[Pt. IV Proj.2] – Moving into the Twentieth Century – Project 2- New harmonic fields – Research Point 4.4- ‘So What’- Miles Davis and Impressionism.

[Pt. IV Proj.2] Research Point 4.4- ‘So What’- Miles Davis and Impressionism. Debussy’s musical investigations led him to engage with the newly emergent art form
of jazz in the early Twentieth Century. Reciprocally jazz has learned from the harmonic discoveries of Debussy. Listen to the first track, So What, from the 1959 Miles Davis album Kind of Blue. The opening thirty seconds or so contains direct references to Debussy’s Voiles before the main theme enters. This album is considered to be the first ‘modal jazz’ album and the influence on it of Debussy and French Impressionism in general runs throughout. What are the parallels between this jazz piece and Debussy’s compositional style would you say? Aim to write around 250 words in your learning log.

So What

‘So What’ from Miles Davis’ Kind of Blue album opens with composed riff used for interplay between the double bass and the band in the intro leading up to the main sections. In the main section, which is in the D Dorian mode Miles Davis plays a very unusual improvised solo. Placing notes with great intuition in a way, that quite frankly defies description. John Coltrane’s solo is equally as impressive, but in a more agile and busy way.
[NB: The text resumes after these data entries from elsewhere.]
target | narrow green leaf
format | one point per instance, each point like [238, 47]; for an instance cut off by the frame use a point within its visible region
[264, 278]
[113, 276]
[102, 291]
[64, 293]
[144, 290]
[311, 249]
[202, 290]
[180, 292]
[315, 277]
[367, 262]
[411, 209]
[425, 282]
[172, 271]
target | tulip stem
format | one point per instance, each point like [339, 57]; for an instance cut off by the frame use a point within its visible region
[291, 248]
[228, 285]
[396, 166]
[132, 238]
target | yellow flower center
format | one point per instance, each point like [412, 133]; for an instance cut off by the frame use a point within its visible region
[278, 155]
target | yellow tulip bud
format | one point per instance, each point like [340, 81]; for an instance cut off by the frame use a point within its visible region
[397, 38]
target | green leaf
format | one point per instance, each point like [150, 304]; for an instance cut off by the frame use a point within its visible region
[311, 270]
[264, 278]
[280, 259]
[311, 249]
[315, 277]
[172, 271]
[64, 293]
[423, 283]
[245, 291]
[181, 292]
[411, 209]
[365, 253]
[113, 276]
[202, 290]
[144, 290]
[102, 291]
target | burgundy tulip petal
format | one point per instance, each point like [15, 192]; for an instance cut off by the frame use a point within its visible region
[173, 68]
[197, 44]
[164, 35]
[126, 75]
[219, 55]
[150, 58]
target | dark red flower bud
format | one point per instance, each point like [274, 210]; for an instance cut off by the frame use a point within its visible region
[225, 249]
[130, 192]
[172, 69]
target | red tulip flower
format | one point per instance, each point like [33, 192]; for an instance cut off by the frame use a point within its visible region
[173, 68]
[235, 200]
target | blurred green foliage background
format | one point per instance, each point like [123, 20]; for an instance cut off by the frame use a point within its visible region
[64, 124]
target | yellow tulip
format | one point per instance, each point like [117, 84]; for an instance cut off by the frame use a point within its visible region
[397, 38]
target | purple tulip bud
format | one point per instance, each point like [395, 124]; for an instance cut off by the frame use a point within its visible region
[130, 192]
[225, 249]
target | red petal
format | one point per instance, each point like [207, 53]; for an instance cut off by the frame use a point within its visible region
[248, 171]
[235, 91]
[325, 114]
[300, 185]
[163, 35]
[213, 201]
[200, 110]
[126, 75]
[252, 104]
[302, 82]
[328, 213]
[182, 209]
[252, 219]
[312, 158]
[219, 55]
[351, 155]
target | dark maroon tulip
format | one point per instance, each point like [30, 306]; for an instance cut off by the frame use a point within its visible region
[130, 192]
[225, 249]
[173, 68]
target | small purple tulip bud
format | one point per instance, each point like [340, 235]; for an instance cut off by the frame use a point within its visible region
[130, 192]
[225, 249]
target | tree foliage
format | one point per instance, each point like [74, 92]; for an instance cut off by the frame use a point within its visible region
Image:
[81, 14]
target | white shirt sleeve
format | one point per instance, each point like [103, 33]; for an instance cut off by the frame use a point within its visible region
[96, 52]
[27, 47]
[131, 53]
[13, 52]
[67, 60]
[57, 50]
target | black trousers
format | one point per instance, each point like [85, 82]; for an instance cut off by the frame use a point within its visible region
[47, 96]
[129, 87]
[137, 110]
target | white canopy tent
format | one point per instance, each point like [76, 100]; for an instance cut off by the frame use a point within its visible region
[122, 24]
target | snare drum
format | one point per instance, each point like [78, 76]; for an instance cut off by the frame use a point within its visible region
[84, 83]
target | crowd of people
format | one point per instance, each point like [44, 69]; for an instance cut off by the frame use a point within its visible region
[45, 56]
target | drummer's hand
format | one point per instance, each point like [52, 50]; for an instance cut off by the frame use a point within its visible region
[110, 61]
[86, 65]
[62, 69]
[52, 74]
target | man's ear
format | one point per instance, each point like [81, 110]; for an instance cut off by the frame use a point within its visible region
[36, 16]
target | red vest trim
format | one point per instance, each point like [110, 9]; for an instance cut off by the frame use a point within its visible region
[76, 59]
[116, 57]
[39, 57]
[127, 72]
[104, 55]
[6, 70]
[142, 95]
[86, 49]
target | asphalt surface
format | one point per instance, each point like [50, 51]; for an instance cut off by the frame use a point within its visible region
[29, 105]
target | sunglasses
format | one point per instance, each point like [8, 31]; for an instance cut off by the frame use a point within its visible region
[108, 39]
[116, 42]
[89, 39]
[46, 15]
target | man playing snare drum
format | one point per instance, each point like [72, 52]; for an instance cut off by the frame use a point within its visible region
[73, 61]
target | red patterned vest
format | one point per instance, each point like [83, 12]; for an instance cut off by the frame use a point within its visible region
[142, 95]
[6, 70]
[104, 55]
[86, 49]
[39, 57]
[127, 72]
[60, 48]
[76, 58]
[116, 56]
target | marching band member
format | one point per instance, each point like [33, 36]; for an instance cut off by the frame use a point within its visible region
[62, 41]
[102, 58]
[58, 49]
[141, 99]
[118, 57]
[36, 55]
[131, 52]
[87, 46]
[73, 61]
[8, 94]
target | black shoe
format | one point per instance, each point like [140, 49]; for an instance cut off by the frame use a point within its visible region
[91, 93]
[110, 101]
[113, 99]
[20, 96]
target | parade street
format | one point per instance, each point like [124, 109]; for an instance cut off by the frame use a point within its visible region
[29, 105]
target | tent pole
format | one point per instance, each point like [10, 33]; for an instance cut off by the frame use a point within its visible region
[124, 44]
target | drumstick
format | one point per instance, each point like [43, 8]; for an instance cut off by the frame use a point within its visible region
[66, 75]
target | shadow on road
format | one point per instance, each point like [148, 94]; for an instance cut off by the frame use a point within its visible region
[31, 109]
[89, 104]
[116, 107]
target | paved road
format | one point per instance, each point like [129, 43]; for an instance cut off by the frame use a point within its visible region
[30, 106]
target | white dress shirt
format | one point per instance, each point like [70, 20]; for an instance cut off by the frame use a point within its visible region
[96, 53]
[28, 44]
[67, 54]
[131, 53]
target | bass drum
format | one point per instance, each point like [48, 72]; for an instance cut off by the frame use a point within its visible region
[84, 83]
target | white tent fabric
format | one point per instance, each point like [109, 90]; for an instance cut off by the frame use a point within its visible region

All the players in this band were pretty much at a genius level of musicianship.

 It is the intro however which most resembles Debussy’s ‘Voiles’, owing to the use of a parallel chord sequence in the bass moving in parallel 4ths with the bottom note outlining the whole tone scale.

 There is some debate as who had actually written this portion of the theme. Some suggest that it was Gil Evans, who was working with Miles Davis who wrote it for piano player Bill Evans. Gil Evans was working as an orchestrator and arranger and was a fan of Manuel de Falla’s Impressionistic music. Bill Evans the pianist was himself classically trained and had played in George Russell’s orchestra. Russell wrote the 1953 book ‘Lydian Chromatic Concept of Tonal Organization; which went on to be instrumental in inspiring Miles Davis and others to develop modal jazz. Hence, there seems to a few converging influences via several band members which could have resulted in any of them writing the parallel chords outlining the whole tone scales. They were actively searching for ‘cool’ new tones, creating new extended chords and using different modes, like the D and Eb Dorian in So What, to come up with a new sound. All these techniques had very much in common with Impressionistic music in general and Debussy in particular.